The bill is essentially a three-year state tax exemption for de novo banks chartered in Oregon.
- Applies to any “de novo bank,” which is defined as an Oregon state-chartered bank that was first issued its charter and started doing business in OR in the current tax year or either of the two immediately preceding tax years. (So it would cover any bank started in ’23, ’24, or thereafter.)
- Creates a tax credit applied to the corporate excise tax.
- The amount of the credit is the amount of the tax that would otherwise be imposed on the bank (but not more than $1 million) in each of the first three years in which it is doing business in Oregon. Because the credit equals the amount of the tax, the bank winds up paying no tax, unless it elects to defer some or all of the credit to the following year. The credit can’t be deferred beyond the third year.
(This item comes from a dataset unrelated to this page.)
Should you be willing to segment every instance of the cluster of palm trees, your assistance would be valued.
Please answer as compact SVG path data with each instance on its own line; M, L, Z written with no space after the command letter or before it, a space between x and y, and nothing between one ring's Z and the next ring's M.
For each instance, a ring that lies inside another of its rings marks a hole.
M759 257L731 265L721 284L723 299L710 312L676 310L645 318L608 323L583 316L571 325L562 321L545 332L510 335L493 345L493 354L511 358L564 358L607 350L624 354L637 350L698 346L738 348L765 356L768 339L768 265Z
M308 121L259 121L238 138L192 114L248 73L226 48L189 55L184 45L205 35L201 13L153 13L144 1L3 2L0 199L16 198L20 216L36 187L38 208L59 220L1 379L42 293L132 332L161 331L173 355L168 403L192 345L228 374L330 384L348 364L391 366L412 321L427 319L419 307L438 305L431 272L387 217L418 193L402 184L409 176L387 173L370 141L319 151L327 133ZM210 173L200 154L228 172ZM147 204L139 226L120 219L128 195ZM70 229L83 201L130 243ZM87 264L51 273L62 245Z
https://olis.oregonlegislature.gov/liz/2025R1/Measures/Overview/HB3975
The bill was introduced by three House Republicans all on the House Revenue Committee: Rep. Bobby Levy, Rep. Greg Smith and Rep. E. Werner Reschke.
Advocacy for Homeownership
We continue to work in the Capitol for funding for homeownership programs. We are part of the Homeownership Coalition which recently sent this letter, in which we signed onto, to support funding programs. The letter is linked but here is an excerpt:
Homeownership is the cornerstone to building household stability, generational wealth, and strong communities, yet it remains out of reach for far too many Oregon households. Members of the Unlocking Homeownership Coalition are working together to open the doors to homeownership to thousands of Oregonians, close the racial homeownership gap, and build a more equitable future for our state.
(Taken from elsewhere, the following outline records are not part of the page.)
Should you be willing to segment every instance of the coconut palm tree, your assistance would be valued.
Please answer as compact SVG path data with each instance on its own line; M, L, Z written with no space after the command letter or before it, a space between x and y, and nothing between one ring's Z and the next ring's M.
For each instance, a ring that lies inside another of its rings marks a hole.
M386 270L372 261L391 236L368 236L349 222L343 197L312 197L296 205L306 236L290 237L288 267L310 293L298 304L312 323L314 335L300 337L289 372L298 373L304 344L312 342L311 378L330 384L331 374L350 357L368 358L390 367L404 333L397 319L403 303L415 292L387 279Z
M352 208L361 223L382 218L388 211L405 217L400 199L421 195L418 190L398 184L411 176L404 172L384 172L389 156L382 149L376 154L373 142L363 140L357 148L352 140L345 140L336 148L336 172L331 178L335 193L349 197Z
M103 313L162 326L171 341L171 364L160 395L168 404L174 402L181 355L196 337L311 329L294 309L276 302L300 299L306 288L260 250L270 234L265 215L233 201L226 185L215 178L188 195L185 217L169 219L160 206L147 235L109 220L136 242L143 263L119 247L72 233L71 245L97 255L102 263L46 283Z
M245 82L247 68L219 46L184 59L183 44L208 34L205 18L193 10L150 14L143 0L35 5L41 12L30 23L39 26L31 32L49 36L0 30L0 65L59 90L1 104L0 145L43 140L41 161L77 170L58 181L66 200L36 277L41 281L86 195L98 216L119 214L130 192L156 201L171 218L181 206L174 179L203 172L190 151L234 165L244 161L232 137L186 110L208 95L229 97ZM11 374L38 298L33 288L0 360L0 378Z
While we collectively celebrated the passage of HB 2698, establishing a statewide homeownership goal in statute, cuts like the ones suggested in the most recent version of HB 5011 will cause our state to lose further ground in homeownership rates, at the very time the legislature has prioritized making headway in this area. It should be noted that recent estimates from the U.S. Census Bureau indicate that our state’s homeownership rate has fallen even further and now stands at only 63.0%.
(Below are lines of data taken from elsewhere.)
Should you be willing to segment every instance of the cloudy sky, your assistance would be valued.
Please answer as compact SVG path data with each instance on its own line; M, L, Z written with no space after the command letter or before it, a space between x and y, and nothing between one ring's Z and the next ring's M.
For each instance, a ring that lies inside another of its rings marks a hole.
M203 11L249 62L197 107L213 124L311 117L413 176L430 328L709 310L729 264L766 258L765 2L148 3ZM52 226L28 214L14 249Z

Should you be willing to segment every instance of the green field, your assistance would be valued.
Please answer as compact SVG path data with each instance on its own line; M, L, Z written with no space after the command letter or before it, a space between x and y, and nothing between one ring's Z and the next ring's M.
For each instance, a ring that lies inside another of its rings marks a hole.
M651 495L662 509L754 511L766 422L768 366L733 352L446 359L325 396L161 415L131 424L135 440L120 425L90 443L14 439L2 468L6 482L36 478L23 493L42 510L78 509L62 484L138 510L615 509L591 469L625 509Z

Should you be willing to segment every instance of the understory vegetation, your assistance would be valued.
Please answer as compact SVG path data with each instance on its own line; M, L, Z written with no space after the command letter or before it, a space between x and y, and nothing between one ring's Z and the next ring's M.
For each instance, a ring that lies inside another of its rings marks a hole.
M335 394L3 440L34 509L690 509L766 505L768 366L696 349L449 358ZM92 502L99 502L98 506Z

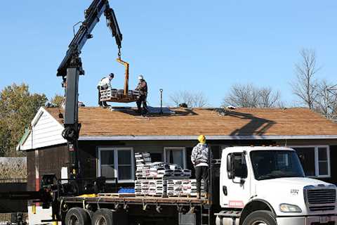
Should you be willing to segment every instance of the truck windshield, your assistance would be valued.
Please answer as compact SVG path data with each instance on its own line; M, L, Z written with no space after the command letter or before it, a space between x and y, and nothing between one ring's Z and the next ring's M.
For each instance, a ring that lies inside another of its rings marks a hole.
M304 172L295 151L254 150L251 159L255 179L304 177Z

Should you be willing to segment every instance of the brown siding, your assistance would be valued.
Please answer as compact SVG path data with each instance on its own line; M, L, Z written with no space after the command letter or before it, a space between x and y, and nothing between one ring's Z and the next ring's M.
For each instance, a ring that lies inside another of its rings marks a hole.
M27 152L27 191L35 191L35 152Z
M44 174L55 174L61 178L61 168L67 167L68 150L66 146L44 148L39 151L39 173L40 179Z
M197 144L197 141L80 141L79 143L79 162L81 168L82 177L95 177L97 174L97 149L98 147L132 147L135 152L164 151L164 147L187 147L187 165L190 155L193 147ZM284 146L284 140L232 140L216 141L209 142L211 146L260 146L276 145ZM296 140L287 141L288 146L295 145L330 145L331 173L329 179L322 179L330 183L337 184L337 144L335 140ZM217 148L212 148L212 149ZM219 155L217 153L217 155ZM213 154L214 155L214 154ZM39 150L39 174L40 176L44 173L55 173L58 178L60 177L62 167L67 167L68 162L68 152L66 146L46 148ZM27 169L28 169L28 190L35 190L35 167L34 152L27 152Z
Please restore at least six months’ worth of funding ($10 to $15 million) for nonprofit-administered down payment assistance. The $30 million proposed in the Governor’s Recommended Budget under Policy Option Package 522 would have maintained the program’s reach from the current biennium.
https://docs.google.com/document/d/1kFwU2BfiovKX1-rpa-mBKVW6KLFJ-93198I6rH9IGlw/edit?usp=sharing
New House Member Sworn In
House Democrats announced that Dr. Sue Rieke Smith was sworn as the newest member of the Oregon House of Representatives. Dr. Sue Rieke Smith was selected by a joint meeting of the Washington, Clackamas, and Yamhill County Commissioners to serve House District 26 including Wilsonville, Sherwood, King City, and parts of Tigard, Bull Mountain and Parrett Mountain. Rep. Rieke Smith will bring to the legislature deep experience in education and health care. Early in her career, she worked as a trauma and public health nurse, helping people at some of the most difficult moments of their lives. From there, she led a successful middle school turnaround in Salem-Keizer as principal. In 2011, she was selected as the Oregon Middle School Principal of the Year. She went on to serve as Springfield’s superintendent prior to being selected as Tigard-Tualatin’s superintendent in 2018.
Posted in Advocacy on the Move, Oregon Advocacy.